For a starter set either the PSI “Benjamins Best” or better HF set ( are pretty good. The other alternative is to go carbide and get a set of the “easy wood tools” chisels or one of their competitors (hint they aren’t the cheapest, but I’m to lazy to search more at the moment). I’ve never used the easy tools (I have one carbide crook neck from another mnf) but folks who use them seem to like them a lot. The advantage of traditional tools is that they are somewhat more flexible, but you do need to sharpen them more/a LOT (consider you’re cutting something like ~10k feet per hour with a lathe chisel, imagine if your hand plane covered that much wood). Sharpening pretty much requires a grinder (the woodcraft 8” slow speed is semi often on sale for around $100 and is perfectly good). Some of the higher end HSS tools do hold their edge slightly better, but you still have to sharpen them a lot so cheaper chisels to start with until you get your sharpening technique down are imho a smarter move so you don’‘t chew up an 1” of a $100 chisel trying to fix a grinding oops (not that I’ve done that.. but I have this friend see .. ;D)

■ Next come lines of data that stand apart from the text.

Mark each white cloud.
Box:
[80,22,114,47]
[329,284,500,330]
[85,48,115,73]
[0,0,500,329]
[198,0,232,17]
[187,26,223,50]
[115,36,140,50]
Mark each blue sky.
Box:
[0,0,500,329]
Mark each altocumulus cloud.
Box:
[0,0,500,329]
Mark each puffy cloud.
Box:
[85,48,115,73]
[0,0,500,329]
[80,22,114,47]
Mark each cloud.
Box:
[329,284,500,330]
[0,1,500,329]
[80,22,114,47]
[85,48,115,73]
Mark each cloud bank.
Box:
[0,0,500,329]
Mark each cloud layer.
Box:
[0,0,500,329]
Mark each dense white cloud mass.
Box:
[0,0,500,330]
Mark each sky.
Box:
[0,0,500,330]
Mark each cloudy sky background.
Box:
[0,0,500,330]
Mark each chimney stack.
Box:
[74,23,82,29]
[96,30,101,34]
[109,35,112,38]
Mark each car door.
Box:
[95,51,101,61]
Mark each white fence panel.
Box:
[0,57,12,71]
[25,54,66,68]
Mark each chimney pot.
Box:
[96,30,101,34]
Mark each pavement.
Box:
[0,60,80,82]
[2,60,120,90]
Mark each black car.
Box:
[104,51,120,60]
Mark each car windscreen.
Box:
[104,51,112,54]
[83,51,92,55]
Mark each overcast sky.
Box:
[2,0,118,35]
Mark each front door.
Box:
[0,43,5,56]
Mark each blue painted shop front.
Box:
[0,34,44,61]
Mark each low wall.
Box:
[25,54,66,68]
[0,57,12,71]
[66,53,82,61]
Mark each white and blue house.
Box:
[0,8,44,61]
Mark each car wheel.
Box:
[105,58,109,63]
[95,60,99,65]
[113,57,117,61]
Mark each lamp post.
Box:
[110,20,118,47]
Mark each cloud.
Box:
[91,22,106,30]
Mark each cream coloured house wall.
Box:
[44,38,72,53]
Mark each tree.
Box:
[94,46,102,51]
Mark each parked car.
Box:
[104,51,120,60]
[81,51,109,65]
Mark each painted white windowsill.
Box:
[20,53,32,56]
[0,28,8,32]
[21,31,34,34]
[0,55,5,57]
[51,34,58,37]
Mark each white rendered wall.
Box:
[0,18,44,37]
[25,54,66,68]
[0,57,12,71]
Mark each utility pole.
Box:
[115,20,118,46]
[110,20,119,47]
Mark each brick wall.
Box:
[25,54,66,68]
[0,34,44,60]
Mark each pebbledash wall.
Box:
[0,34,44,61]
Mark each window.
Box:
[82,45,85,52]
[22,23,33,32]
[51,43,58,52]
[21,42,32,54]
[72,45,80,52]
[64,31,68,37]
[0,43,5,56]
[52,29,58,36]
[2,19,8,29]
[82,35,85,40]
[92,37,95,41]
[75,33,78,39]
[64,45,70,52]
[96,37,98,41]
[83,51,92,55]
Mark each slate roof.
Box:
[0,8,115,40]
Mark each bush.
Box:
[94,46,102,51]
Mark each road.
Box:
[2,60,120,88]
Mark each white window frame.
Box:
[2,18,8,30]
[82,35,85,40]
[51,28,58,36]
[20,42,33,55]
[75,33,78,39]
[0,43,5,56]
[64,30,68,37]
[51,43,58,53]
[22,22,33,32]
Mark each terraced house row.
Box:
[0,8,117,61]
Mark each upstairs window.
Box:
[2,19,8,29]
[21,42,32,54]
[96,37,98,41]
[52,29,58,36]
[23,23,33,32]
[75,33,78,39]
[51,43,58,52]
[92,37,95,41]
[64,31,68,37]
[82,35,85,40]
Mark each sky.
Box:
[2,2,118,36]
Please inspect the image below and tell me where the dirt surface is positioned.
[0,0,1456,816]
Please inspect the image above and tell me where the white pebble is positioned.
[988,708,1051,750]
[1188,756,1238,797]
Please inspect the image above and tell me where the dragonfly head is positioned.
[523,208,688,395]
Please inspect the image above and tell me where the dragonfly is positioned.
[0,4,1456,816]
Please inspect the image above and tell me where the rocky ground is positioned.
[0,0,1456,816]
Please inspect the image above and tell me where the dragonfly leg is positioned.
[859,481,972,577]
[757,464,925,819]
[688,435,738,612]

For traditional starters (if you don’t get a set) I’d recommend: – 1” skew chisel – 3/4” roughing gouge – 3/8” spindle detail gouge – 1/8” parting tool – 1/2” or 5/8” bowl gouge – 1/2” round scraper, maybe a flat scraper as well

I don’t have real suggestions on the carbide, but if you go that route I think you’ll at least also want a parting tool.

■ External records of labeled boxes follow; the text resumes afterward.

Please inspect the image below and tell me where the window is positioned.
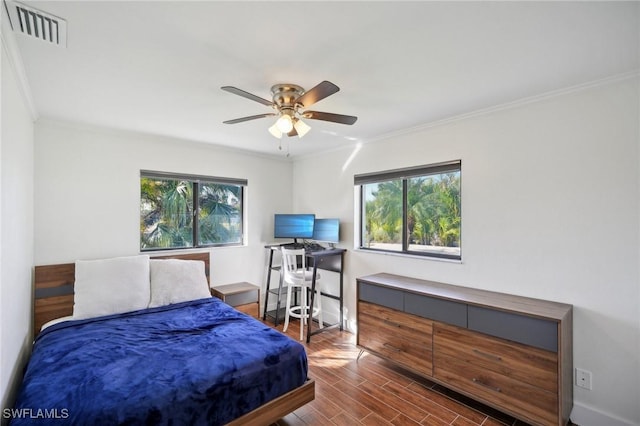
[140,170,247,251]
[354,161,461,260]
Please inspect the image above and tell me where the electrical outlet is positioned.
[576,368,591,390]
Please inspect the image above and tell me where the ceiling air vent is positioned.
[7,1,67,47]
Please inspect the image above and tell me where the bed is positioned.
[11,253,314,425]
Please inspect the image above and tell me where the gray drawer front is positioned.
[358,282,404,311]
[404,293,467,327]
[224,289,258,306]
[469,306,558,352]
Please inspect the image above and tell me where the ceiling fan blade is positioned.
[295,80,340,108]
[223,112,276,124]
[302,111,358,124]
[221,86,273,106]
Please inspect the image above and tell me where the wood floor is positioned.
[267,321,536,426]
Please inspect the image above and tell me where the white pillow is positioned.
[149,259,211,308]
[73,255,151,319]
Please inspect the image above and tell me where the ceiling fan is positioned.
[221,80,358,138]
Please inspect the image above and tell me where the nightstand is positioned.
[211,282,260,318]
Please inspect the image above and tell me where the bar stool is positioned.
[282,247,324,340]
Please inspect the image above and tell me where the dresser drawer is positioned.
[433,323,558,392]
[358,302,433,376]
[358,315,432,376]
[404,293,467,327]
[358,281,404,311]
[358,302,433,336]
[468,306,558,352]
[433,351,558,424]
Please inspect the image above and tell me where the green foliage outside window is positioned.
[362,170,461,259]
[140,176,242,250]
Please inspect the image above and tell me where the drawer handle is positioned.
[473,349,502,361]
[384,320,402,327]
[471,377,502,392]
[382,343,402,352]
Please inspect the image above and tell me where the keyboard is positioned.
[304,243,325,251]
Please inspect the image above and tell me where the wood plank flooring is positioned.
[266,320,540,426]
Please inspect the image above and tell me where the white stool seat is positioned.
[282,247,324,340]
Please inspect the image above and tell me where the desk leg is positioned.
[262,250,277,325]
[308,262,318,343]
[338,253,344,331]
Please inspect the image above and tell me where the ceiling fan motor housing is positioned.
[271,84,304,110]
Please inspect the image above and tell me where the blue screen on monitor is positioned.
[312,219,340,243]
[273,214,316,238]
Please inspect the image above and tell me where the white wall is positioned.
[293,78,640,426]
[35,120,291,286]
[0,34,34,408]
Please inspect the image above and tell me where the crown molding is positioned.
[366,69,640,143]
[0,0,39,122]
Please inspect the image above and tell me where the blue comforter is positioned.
[11,298,307,425]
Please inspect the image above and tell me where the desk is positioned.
[262,245,347,343]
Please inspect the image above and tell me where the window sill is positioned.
[353,247,464,264]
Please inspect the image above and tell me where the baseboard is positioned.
[571,402,637,426]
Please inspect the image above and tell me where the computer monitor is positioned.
[273,213,316,243]
[312,219,340,243]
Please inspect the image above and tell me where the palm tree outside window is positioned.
[354,160,462,260]
[140,170,247,251]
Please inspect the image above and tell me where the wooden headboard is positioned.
[33,252,211,337]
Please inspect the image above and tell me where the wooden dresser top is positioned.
[357,273,573,321]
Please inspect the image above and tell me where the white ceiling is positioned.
[6,1,640,155]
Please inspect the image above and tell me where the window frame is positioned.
[354,160,462,261]
[139,170,248,252]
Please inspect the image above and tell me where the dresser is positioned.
[357,273,573,425]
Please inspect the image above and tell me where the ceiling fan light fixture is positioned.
[276,112,293,133]
[269,122,282,139]
[293,119,311,138]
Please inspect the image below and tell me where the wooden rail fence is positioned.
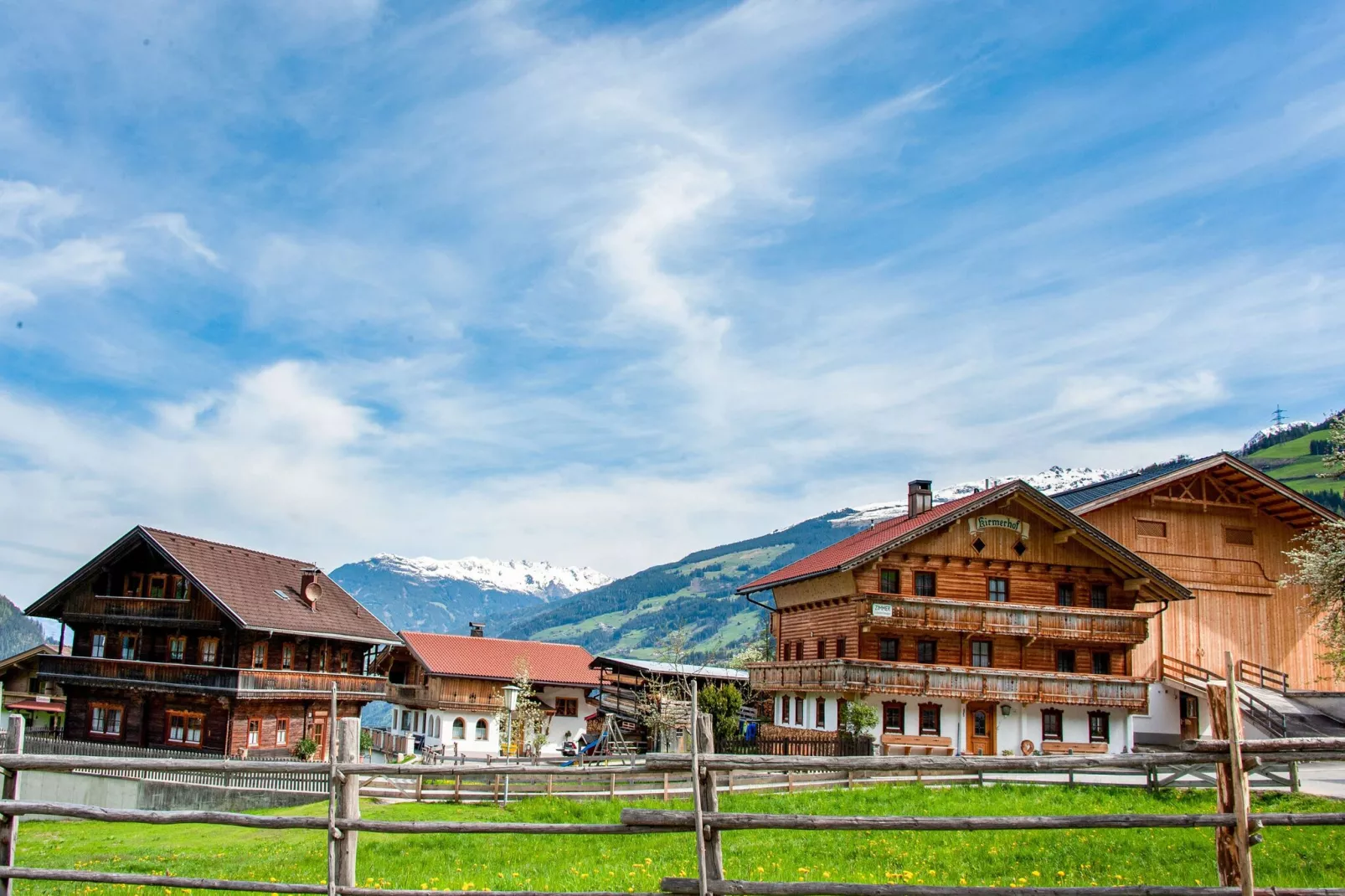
[0,659,1345,896]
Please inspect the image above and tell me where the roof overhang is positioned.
[1074,452,1340,528]
[23,526,248,628]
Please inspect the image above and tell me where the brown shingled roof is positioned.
[737,479,1192,600]
[140,526,397,641]
[26,526,397,645]
[398,631,599,687]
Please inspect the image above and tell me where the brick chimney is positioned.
[906,479,934,517]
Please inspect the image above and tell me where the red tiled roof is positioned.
[4,699,66,713]
[737,481,1000,595]
[737,479,1193,600]
[398,631,599,687]
[24,526,397,645]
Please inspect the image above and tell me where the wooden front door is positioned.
[312,718,327,761]
[1177,693,1200,740]
[967,703,997,756]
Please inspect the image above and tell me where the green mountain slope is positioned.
[1245,421,1345,514]
[0,595,42,658]
[503,510,866,662]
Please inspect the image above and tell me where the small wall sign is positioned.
[967,514,1029,539]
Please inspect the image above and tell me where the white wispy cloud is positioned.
[0,0,1345,608]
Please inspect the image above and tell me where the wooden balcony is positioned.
[38,657,388,699]
[750,659,1149,712]
[237,668,388,699]
[863,594,1150,645]
[384,682,504,713]
[64,595,222,628]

You’ll undoubtedly want more before to long :). In case you haven’t figured this out yet the lathe is the cheapest part :D

Also PLEASE PLEASE get a face shield and wear it!!! Another turner was just killed when a piece came off of the lathe and hit him in the face!! :O The Uvex Bionics is priced competitively and works quite well.

+Also if you can please do get some help/training, a local club can likely hook you up with a mentor (or if you are really lucky there is still adult education available at the local HS, but thats sadly becoming vanishingly rare). There are a few major no-no’s that can cause serious and permanent injury very very fast (do not use a spindle gouge on bowls or any other wood where end grain is rotating into the tool, instant and vicious catch; always start with the tool on the rest; and … more).